There are also interesting titles giving advice on overcoming fatigue and managing pain, whilst others in the nationally approved collection offer support for relatives and carers.
Each of the 28 titles in the Books on Prescription for long-term conditions list will be available across the council’s 17 libraries when the scheme launches nationally on Monday 3 July.
Recent statistics released by NHS England found there are over 26 million people across the country living with long-term health conditions.
Previous Reading Well schemes for young people, adults with mental health conditions and people living with dementia have reached nearly 700,000 people across the UK.
To provide access to the scheme, doctors or health and social care professionals may prescribe a book from the recommended list, and patients can then collect their reading matter from any of the borough’s libraries.
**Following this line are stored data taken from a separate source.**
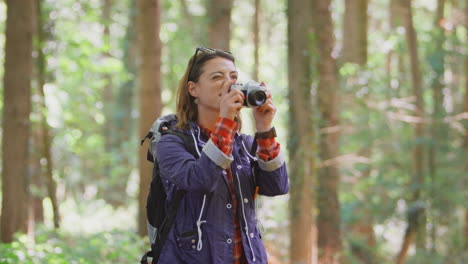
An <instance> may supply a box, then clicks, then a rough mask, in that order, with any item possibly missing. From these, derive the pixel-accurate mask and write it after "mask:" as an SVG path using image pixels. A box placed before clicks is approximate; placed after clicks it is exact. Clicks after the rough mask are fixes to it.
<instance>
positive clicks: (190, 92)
mask: <svg viewBox="0 0 468 264" xmlns="http://www.w3.org/2000/svg"><path fill="white" fill-rule="evenodd" d="M187 91H188V92H189V94H190V95H191V96H193V97H198V95H199V94H198V86H197V85H196V84H195V83H194V82H192V81H190V82H188V83H187Z"/></svg>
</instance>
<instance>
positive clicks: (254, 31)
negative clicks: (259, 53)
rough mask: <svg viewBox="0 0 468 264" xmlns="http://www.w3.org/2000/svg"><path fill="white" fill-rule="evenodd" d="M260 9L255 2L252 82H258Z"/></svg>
mask: <svg viewBox="0 0 468 264" xmlns="http://www.w3.org/2000/svg"><path fill="white" fill-rule="evenodd" d="M260 7H261V0H255V15H254V19H253V37H254V66H253V73H252V77H253V79H254V80H257V81H259V79H258V78H259V76H258V69H259V65H260V62H259V56H258V54H259V50H260Z"/></svg>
Alternatively, the books can be borrowed, without prescription, by anyone with a Rochdale libraries card.
The prescribed books have been specially selected and reviewed by professionals and those living with long-term conditions, who have rated them as helpful and easy to use.
Councillor Janet Emsley, cabinet member for libraries, said: “This is an excellent scheme which provides fantastic support to enable people living with long-term conditions to better understand their symptoms.
“Thousands of people across the borough are living with these conditions, so the more useful information they can access to help manage their ailments, the better. It’s just the tonic and yet another great service provided by the council’s libraries.”